MOVarazzi

Saturday, September 11, 2010

129. My Past-Tense Future Self

When I was in college, I spent a lazy summer semester “studying” (if you can call it that) in the central Loire Valley, where the vast majority of the historic castles in France are located. Of course, I was impressed by everything: the food, the scenery, the history, the fashion, the architecture, the art, the people. Aaaahh, j’adore toutes les choses Francais.

But the thing that impressed me the most was this random woman I saw on the train: My room-mate April and I are in the middle of our two-hour train journey to Paris, inhaling the typical student diet of chocolate eclairs and Orangina soda, when She steps onboard.

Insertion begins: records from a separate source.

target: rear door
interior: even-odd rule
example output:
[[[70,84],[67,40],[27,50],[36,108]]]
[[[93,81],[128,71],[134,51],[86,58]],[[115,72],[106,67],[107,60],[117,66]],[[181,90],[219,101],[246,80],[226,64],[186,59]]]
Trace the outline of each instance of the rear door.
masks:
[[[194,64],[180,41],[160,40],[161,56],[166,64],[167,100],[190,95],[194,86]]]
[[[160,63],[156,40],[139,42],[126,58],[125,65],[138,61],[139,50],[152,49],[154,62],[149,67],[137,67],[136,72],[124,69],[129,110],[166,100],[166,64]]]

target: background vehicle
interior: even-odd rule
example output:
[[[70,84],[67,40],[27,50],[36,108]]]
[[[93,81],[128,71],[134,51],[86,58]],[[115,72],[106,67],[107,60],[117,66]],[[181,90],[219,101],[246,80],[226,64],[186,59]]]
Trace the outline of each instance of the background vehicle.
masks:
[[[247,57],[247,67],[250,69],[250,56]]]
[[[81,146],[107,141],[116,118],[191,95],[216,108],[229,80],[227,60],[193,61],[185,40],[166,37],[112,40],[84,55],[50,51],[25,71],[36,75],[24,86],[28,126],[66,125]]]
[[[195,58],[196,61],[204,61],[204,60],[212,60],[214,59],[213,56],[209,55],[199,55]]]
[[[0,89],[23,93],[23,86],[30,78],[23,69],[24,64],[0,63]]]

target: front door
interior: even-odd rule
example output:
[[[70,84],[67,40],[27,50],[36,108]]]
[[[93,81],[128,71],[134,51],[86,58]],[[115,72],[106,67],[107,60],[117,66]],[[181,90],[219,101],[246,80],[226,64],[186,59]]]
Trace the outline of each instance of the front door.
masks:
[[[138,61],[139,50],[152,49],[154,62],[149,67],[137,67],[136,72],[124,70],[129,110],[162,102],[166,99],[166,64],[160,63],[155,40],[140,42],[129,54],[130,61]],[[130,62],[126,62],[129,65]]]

She is in her early forties, tan, petite, slim, with flawless skin and sculptured bone structure, and She is stunningly beautiful (typical French). She’s traveling with her cover-model husband and their two precious children. Her honey-colored hair is long, luxurious, and wavy—She could be an ad for conditioner. She sports a classic outfit: a navy and white striped boat-neck top, khaki capris, crisp white tennies, a Hermes scarf tied around her wrist (wrist? why have I never thought to tie a silk scarf around my wrist? is that even allowed—wrist? The most daring I ever get—if I deviate at all from the standard and quite boring scarf around the neck—is ponytail scarf), pearls around her neck, and big bold silver hoops making their own statement (that would be “bling!”) near her ears.

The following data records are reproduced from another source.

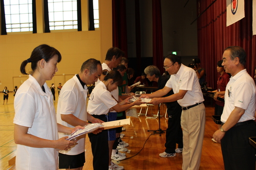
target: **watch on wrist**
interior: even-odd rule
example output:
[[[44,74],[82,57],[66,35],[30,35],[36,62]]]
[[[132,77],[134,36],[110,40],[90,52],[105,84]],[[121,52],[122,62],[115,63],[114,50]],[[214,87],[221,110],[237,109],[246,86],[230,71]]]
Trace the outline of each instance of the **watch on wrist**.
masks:
[[[221,132],[224,132],[224,133],[226,133],[226,132],[227,132],[227,131],[224,131],[223,128],[222,128],[222,127],[221,127],[220,130]]]

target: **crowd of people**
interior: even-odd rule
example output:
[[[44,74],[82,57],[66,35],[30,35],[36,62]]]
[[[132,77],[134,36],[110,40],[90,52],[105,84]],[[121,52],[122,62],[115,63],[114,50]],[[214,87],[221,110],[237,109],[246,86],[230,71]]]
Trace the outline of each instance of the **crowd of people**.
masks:
[[[143,94],[140,99],[151,98],[148,104],[154,105],[166,103],[167,109],[165,149],[159,156],[175,157],[176,153],[182,153],[183,169],[199,168],[205,126],[202,86],[205,84],[206,76],[200,60],[195,59],[186,66],[180,57],[168,55],[163,62],[164,75],[157,67],[150,65],[134,80],[134,70],[128,68],[129,61],[124,56],[123,51],[114,47],[109,49],[102,63],[95,59],[84,61],[78,74],[63,86],[59,83],[55,114],[54,84],[49,88],[46,81],[52,80],[58,71],[57,64],[61,56],[58,50],[46,44],[34,49],[20,66],[21,72],[29,75],[25,67],[31,63],[32,71],[15,91],[17,169],[81,170],[85,162],[84,136],[74,141],[66,139],[89,124],[125,118],[126,110],[143,103],[141,100],[130,101],[134,94],[131,92],[131,84],[139,81],[147,85],[146,79],[157,82],[158,90]],[[245,59],[242,48],[226,48],[222,60],[217,63],[220,74],[217,89],[209,91],[214,93],[216,101],[215,114],[221,116],[222,123],[212,140],[221,145],[225,169],[254,170],[255,167],[255,150],[248,138],[256,136],[256,88],[245,68]],[[256,75],[256,68],[255,72]],[[87,101],[87,85],[94,83]],[[4,91],[4,99],[8,101],[6,87]],[[88,134],[94,169],[124,169],[112,161],[126,158],[123,152],[127,151],[129,143],[122,141],[122,128],[100,128]]]

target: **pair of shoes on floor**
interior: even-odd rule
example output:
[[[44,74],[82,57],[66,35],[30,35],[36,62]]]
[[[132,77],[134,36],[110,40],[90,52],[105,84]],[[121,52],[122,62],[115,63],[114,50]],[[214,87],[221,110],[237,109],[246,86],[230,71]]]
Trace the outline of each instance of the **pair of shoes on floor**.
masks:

I also notice that She is carrying a smart chartreuse leather attaché—is she going to do a little work in between sight-seeing? (What fabulous job does she have? Because I know it must be fabulous.) The reason She impresses me so is that She possesses this certain Grace Kelly “air” about her, as if everything is effortless. It takes no exertion on her part to be beautiful—She just is. She is confident and in control. Her husband dotes on her, and her young children exhibit ideal behavior for the duration of our train ride (the adult me now realizes She must’ve Benadryl-ed ‘em up ahead of time).

I nudge April with my elbow.

“Do you see that lady? That’s me,” I whisper with all the certainty of a teen-ager who Has All Life’s Answers.

April rubs her eyes; she must’ve been dozing. “What?”

“That lady. Her! That’s me!”

“I don’t know what you mean, MOV,” April gives me a quizzical look.

“I mean, the Future Me. She is exactly who I want to be. Look at those calves!”

April interjects, “My God, she must run 10 miles a day!”

“Exactly! And look at her outfit. Look at her family. She’s perfect! Mark my words, when I am her age, I will be her. That's my new goal in life.”

“I thought you wanted to be an architect?”

“Nope. Not anymore. I want to be Miss French Model.”

“Well, you’ve got a point: I would take her husband—he’s pretty hot,” my pal grins slyly.

“Not just the husband, though, everything,” I reiterate.

“I’ll bet her apartment is messy,” April adds, trying to console us.

“You mean house,” I correct. “Wait, no, chateau. Yeah, I’ll bet her chateau is tres disorganize.”

This realism gives us a sliver of hope; no one can have everything. She sure as hell seems to. Anyone with eyeballs would describe her with the phrase: “pulled together”.

Flash forward twenty years. Am I She? Do I have everything She had?
  • Husband? Check!
  • Darling kids? Check!
  • Job I love? Check!
  • But am I "pulled together"? Bwa ha ha ha ha ha ho ho hee ha ha! I am the antithesis of “pulled together”; I am “pulled apart”.
And all those lovely adjectives that one could use to describe She? Would anyone apply those words to me?
  • Petite? no.
  • Slim? no.
  • Flawless skin? no.
  • Sculptured bone structure? no.
  • Stunningly beautiful? no.
  • Classic? no.
  • Grace Kelly “air”? no.
  • Effortless? no.
  • Well-behaved children? uh, no.
  • In control? bwa ha ha ha! Perfect? clearly no.
How does She do it? How does this other-worldly Venus manage to exist here on along side us mere mortals on planet Earth? I would still love to be She (her looks, her polish, her ease, her finesse, her confidence), if I only had the magic formula. But I am just too exhausted all the time to be She. Even now, twenty years later, I remember She vividly. I tell myself that I COULD be She, if I really really wanted to. I just have to eat healthier, work out three hours a day, have weekly facials, get nine hours of sleep at night, shop at Neiman’s (and have the budget to match), accessorize my outfits, get my hair high-lighted and cut more than once per year (and maybe get a few behavior-modification classes for the kids). 

Why don’t I do all that? I know why: no one would recognize me.